Mereka melakukannya gotong royong, mulai dari segi teknis hingga pembiayaan. Secara teknis, mereka mengkliping dokumen-dokumen itu di Google Drive milik kampus yang kuotanya tak terbatas. Itu semua mereka lakukan dengan kegelisahan yang sama, yakni kendala yang kerap dihadapi ilmuwan adalah kekurangan data saat melakukan penelitian mengenai Kalimantan Timur.
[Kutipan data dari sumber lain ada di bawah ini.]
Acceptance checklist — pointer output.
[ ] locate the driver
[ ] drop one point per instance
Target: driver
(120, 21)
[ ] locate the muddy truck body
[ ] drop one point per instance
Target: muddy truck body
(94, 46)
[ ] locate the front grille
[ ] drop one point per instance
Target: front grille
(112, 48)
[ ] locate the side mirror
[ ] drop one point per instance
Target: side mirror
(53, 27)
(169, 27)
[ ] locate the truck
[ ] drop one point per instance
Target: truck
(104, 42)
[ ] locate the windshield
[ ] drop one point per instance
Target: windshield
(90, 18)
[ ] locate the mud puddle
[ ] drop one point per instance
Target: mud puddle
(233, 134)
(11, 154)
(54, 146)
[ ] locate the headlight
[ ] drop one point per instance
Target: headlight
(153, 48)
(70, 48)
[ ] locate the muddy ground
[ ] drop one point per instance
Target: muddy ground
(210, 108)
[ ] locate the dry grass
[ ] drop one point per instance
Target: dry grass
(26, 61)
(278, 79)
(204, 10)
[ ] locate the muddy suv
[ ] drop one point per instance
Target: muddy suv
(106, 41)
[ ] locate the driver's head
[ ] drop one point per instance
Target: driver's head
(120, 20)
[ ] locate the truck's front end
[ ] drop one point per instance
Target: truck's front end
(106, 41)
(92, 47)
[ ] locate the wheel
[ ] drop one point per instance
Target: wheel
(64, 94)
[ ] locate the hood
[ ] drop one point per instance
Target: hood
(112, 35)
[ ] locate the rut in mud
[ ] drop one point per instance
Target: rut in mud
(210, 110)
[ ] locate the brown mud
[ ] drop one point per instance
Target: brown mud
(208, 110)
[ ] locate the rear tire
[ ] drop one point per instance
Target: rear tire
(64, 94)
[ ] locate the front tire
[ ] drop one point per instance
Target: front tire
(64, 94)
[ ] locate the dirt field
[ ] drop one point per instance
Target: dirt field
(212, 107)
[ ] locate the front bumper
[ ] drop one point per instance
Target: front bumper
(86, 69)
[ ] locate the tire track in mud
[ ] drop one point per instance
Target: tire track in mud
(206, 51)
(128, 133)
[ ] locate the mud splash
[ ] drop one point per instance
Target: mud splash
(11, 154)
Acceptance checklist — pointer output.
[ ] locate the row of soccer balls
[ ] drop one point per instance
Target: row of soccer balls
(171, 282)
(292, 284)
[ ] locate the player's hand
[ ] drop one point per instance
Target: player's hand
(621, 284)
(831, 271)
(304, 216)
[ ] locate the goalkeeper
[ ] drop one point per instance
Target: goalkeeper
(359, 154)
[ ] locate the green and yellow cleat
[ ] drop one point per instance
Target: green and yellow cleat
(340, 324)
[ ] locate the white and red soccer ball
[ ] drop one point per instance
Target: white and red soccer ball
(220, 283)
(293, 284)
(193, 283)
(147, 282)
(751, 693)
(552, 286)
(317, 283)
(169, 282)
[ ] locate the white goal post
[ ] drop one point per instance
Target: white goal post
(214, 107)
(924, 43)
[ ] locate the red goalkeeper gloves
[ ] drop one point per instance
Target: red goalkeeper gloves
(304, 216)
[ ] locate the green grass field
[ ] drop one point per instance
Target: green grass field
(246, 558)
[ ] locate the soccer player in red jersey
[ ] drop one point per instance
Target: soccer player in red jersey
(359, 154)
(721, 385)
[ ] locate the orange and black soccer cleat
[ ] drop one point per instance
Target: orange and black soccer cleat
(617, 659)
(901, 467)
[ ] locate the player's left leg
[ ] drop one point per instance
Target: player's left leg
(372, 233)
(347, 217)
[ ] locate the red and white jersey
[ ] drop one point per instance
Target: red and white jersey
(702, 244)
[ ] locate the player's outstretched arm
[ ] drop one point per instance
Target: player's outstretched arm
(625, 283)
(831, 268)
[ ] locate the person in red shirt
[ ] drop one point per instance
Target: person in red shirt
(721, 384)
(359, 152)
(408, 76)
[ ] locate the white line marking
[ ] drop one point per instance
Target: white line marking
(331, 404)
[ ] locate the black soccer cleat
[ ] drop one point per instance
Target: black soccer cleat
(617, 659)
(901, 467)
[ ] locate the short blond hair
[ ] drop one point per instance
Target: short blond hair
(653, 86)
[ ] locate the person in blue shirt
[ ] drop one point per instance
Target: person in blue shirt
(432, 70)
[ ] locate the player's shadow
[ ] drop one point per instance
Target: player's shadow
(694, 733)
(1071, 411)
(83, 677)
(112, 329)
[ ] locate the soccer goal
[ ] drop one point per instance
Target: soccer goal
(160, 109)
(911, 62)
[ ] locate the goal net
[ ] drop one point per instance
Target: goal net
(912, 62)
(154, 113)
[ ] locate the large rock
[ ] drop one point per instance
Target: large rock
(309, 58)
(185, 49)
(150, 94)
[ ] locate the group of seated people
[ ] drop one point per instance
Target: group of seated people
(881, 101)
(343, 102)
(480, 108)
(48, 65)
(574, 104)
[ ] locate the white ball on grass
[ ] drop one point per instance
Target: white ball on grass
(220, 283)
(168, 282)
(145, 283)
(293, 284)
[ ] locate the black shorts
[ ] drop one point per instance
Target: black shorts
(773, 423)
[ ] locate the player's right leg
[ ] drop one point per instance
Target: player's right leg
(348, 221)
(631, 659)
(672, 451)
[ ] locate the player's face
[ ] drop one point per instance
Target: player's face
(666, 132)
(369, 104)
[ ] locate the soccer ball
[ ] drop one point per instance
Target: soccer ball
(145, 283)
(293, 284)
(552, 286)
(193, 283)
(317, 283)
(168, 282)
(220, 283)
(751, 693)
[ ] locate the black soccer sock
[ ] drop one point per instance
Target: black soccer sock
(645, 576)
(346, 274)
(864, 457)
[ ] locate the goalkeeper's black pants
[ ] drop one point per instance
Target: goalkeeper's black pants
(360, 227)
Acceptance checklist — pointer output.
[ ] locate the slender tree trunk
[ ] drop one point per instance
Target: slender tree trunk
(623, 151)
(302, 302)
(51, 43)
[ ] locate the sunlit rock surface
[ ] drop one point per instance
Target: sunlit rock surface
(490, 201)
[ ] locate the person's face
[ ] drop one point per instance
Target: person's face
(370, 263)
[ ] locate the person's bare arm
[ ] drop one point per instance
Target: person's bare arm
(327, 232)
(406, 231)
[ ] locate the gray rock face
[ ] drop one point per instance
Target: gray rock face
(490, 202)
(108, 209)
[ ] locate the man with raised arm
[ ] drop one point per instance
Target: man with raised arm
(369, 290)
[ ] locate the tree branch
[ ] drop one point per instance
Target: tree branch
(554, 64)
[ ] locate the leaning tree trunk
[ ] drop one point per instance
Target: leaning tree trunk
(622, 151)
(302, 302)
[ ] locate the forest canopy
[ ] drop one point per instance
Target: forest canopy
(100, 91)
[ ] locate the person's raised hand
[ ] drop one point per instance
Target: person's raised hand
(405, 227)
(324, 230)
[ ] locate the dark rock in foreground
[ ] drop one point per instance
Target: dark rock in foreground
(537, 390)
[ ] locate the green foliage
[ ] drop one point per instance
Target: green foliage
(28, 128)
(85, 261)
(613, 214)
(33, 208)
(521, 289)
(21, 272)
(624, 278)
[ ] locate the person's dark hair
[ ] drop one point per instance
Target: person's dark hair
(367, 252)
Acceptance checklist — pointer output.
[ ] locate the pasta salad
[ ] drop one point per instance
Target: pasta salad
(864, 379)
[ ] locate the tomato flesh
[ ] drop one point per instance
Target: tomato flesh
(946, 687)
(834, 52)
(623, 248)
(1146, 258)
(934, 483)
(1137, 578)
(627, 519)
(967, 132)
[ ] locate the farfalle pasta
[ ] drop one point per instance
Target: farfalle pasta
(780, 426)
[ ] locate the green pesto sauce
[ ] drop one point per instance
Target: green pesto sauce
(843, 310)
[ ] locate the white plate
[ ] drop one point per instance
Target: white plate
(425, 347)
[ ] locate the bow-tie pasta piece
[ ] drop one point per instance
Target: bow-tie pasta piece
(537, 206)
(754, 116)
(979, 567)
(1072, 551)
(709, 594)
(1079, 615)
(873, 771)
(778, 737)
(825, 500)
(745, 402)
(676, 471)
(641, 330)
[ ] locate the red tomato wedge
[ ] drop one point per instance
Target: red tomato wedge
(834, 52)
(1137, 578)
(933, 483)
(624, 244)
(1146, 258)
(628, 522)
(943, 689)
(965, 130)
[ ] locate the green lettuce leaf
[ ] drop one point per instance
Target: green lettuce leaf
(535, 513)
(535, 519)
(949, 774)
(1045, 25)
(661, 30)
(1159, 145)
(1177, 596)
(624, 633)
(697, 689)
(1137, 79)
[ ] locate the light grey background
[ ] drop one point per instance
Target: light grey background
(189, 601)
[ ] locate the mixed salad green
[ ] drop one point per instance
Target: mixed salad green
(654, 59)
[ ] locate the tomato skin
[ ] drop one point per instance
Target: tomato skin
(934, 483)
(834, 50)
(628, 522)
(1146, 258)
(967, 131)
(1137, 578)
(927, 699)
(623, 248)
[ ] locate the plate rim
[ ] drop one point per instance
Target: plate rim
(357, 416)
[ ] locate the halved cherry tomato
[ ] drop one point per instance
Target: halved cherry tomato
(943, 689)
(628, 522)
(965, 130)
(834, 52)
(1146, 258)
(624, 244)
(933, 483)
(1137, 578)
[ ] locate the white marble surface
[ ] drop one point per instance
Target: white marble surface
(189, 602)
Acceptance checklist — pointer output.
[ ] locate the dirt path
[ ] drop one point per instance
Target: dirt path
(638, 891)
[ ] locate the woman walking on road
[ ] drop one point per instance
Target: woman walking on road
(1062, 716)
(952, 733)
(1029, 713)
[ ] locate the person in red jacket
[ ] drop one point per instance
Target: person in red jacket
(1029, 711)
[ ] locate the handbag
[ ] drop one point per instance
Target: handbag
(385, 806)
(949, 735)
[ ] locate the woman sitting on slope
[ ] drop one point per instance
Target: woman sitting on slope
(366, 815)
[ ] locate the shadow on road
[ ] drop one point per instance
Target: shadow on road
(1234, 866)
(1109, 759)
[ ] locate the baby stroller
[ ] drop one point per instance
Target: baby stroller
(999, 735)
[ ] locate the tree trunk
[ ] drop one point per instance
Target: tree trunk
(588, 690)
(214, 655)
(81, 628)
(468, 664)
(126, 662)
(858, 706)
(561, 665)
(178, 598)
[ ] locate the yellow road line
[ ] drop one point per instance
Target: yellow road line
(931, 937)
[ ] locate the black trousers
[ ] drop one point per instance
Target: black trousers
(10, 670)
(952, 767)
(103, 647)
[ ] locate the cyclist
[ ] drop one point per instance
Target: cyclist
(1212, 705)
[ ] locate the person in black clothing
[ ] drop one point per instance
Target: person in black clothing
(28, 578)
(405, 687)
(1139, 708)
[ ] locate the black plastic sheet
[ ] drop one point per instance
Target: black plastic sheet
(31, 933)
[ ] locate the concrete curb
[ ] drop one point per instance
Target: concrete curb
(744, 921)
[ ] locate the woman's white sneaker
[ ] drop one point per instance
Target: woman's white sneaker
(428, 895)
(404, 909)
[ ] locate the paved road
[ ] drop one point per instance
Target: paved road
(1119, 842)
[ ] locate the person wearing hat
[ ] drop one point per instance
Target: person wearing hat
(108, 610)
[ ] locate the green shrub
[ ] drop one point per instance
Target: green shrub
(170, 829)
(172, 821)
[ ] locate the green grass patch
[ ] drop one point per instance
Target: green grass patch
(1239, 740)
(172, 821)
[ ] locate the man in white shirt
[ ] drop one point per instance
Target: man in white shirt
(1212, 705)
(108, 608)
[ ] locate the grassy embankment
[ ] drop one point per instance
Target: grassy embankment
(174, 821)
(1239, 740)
”Masalah tersebut harus segera dibenahi secara perlahan dan salah satu caranya adalah dengan mendokumentasikan topik tertentu yang tersebar melalui media. Hal yang paling mungkin dilakukan adalah mengkliping,” tutur Dahri.
Padahal, seharusnya kita dinilai melalui apa yang dibicarakan, bukan melulu latar belakang pendidikannya.
Ada pula kelompok warga yang tergabung dalam Lembaga Studi Sejarah Lokal Komunitas Samarinda Bahari atau Lasaloka-KSB. Mereka membangun situs Sejarahkaltim.com yang berisi ulasan dan data-data mengenai Samarinda dan Kaltim. Para penulisnya membatasi diri hanya menulis berdasarkan data dan fakta dengan literatur yang dapat dipertanggungjawabkan, bukan desas-desus.
Secara mandiri, mereka menulis mengenai tokoh sastra, perang, asal-usul sebuah nama tempat, hingga kerajaan yang pernah berdiri di Kalimantan Timur. Secara bergilir, mereka menulis tentang Samarinda dan Kaltim. Mereka terdiri dari berbagai kalangan dan tak ada yang berlatar pendidikan sejarah, yakni Fajar Alam sebagai pemimpin redaksi, Arief Rahman sebagai redaktur pelaksana, serta Nabila Nandini dan Muhammad Sarip sebagai kontributor.
Mereka terus menulis dengan inisiatif dan upaya kelompok untuk merawat ingatan tentang wilayahnya. Kendati tak memiliki latar belakang pendidikan sejarah, Nabila dan Sarip telah memiliki sertifikat kompetensi penulis sejarah dari Kementerian Pendidikan, Kebudayaan, Riset, dan Teknologi. Sebelum mengikuti sertifikasi tersebut, Sarip kerap diremehkan dan dianggap tak kompeten.
”Padahal, seharusnya kita dinilai melalui apa yang dibicarakan, bukan melulu latar belakang pendidikannya,” katanya.